不機嫌なお姉様とチビな私 おまけ

 
 今日は、なんてツイてない1日なんだ。



 依頼にあった暴行犯(複数犯だった)を自警団に突き出し、無事任務終了となったので、さっさとギルドに帰ってこんな服を一刻も早く脱ぐつもりでいたのに……。
「もうちょっと2人で歩いて回ろうよ」
 とトオルが急に言い出し、更には「ダメ?」と、首を傾げて上目遣いに見詰められた。
 そんな可愛い顔を見たら――。


 ダメだとは言えないじゃないかっ!


 ガックリと肩を落とし、トオルに「直ぐに帰るんだからな」と、このまま街を回ることを許した。
 しかし、それがそもそもの間違いであった。
 トオルが何と言おうとも、帰ればよかったのだ。



 1時間ほど遊び回り、トオルを抱いて帰り道を歩いている時――。

 早く服を脱ぎたくて早足で歩いていると、向かい側から見知った顔ぶれが近付いて来るのが見えた。
 ん? と目を眇めて前方確認をして――ぎょっと足を止める。
 あ、あれは…………。

 リュシー!?

 長い青銀色の髪が特徴的な見知った人物が、こちらに向かって歩いてくるではないかっ!
 しかも、リュシーの後ろには副隊長に収まったジークとハーシェルがいるし、更にその後ろには“あの”デュレインまでもがいる。
 ダラダラと、背中に嫌な汗が流れ落ちる。


 こんな姿は、絶対に見られたくはない!!!


 俺は方向転換をして、奴らから遠く離れようと思った……のだが。
「あっ! リュシーさぁ〜ん」
 腕の中にいるトオルが、ブンブン手を振りながらリュシーに向かって声を張り上げた。
 んなっ!? と固まる俺に気付く事もなく、トオルは腕の中からピョンと降り、ぷぎゅっ。ぷぎゅっ。ぷぎゅっ。
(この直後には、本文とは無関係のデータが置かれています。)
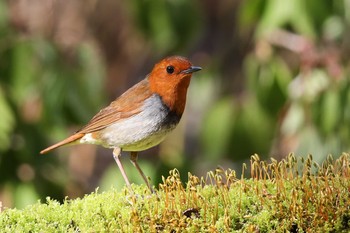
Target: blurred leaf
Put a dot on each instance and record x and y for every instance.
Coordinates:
(253, 131)
(7, 122)
(286, 13)
(330, 111)
(215, 135)
(268, 82)
(25, 194)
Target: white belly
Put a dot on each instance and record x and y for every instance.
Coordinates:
(139, 132)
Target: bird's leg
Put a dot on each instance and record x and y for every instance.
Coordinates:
(133, 159)
(116, 155)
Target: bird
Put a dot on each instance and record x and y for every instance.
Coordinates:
(142, 116)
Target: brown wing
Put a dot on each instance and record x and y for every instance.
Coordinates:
(125, 106)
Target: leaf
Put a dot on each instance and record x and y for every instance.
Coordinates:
(7, 122)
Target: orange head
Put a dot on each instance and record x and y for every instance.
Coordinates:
(170, 79)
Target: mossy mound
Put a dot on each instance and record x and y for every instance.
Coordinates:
(294, 195)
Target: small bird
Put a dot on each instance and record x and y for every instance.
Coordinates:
(141, 117)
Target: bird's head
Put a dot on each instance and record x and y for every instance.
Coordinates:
(170, 79)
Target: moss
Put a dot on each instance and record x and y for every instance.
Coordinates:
(278, 197)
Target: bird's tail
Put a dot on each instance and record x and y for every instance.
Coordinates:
(66, 141)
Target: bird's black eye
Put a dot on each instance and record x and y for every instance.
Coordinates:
(170, 69)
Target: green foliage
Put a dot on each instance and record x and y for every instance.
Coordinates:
(291, 195)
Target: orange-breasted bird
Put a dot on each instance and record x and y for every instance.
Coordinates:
(141, 117)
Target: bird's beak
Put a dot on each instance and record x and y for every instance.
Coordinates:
(191, 70)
と音を立てながらリュシー達の元へ近付いて行った。
「トオルさん、どおしたんですか? その様な可愛らし格好をして」
「ちょっと仕事で」
 トオルの視線に合わせるように屈んで話すリュシーと、リュシーと楽しそうに話すトオルを見ながら、俺はジリジリと後退する。
 意外な事に、奴らはまだ俺に気付いてはいなかった。
 リュシーはトオルと話していて気付いていないし、ジークとハーシェルとデュレインも、トオルしか見ていない。

 逃げるなら、今しかない!

 トオルを置いて帰っても、奴らがいるから大丈夫だろう。
 俺はその場から離れる為に、そ〜っと回れ右をした。
 しかし――。


「あれぇ? ロズウェルド、どこ行くの?」


 3、4歩歩いた所で、トオルの大きな声が俺を呼び止める。
 ヒクッと口元が引き攣った。
 背中にチクチクと視線が突き刺さる。
 何度も俺を呼ぶトオル。それでも、頑として奴らの方を振り向かないでいると――ポンッと肩に誰かの手が置かれた。
 反射的に振り向いて後悔した。


 そこには、薄ら笑いを浮かべるデュレインがいた。


「似合うじゃない、ロズウェルド」
「……お前のように、好き好んでこんな格好をしている訳じゃない」
 苦虫を噛み潰したような顔でそう言えば、奴はフッと鼻で笑い、
「別に好きで女装をしている訳じゃない。女だと信じて色々と相談をしていた人間が、実は魔法薬で体を『女』に変えていただけの『男』――と気づいた時の、トオルの顔が見たいが為にしている事だよ。――でも、俺が『元の姿』で女装をしたら、お前のように、本物の女のようには見えないだろうがな」
 と言われた。
 返す言葉がなく、怒りでプルプル震える俺に興味が失せたのか、デュレインはさっさと俺から離れてトオルの元に近付いて行った。
「トオル様、お仕事が終わったのなら、このままお家に帰りましょう」
「え? でも……」
「あぁ、大丈夫ですよ。先程あの方に挨拶した時、後の事は任せて帰ってもいいと言っておりましたから」
 言ってねぇよ! と言おうとしたら、デュレインの言葉を信じたトオルが「あ、そうなの? それじゃあロズウェルド、バイバイ!」と手を振る。
 トオルはリュシーとジークと手を繋ぎ、今日あった事を楽しそうに話し、その話を奴らは優しい眼差しで聞きながら、こちらに見向きもせずに行ってしまった。
 そんな奴らの背中を見つめながら、ガヤガヤと賑わう道の真中で、ポツンと1人で立ち尽くす俺。

「…………はぁぁぁぁっ」

 一気に疲れが押し寄せてきた。
 ……こんな時は、酒を飲むに限る。ミシェルを誘って酒でも飲むか。



 ギルドに帰る道を歩きながら、以後、絶対に女装はしないと心の中で固く誓った。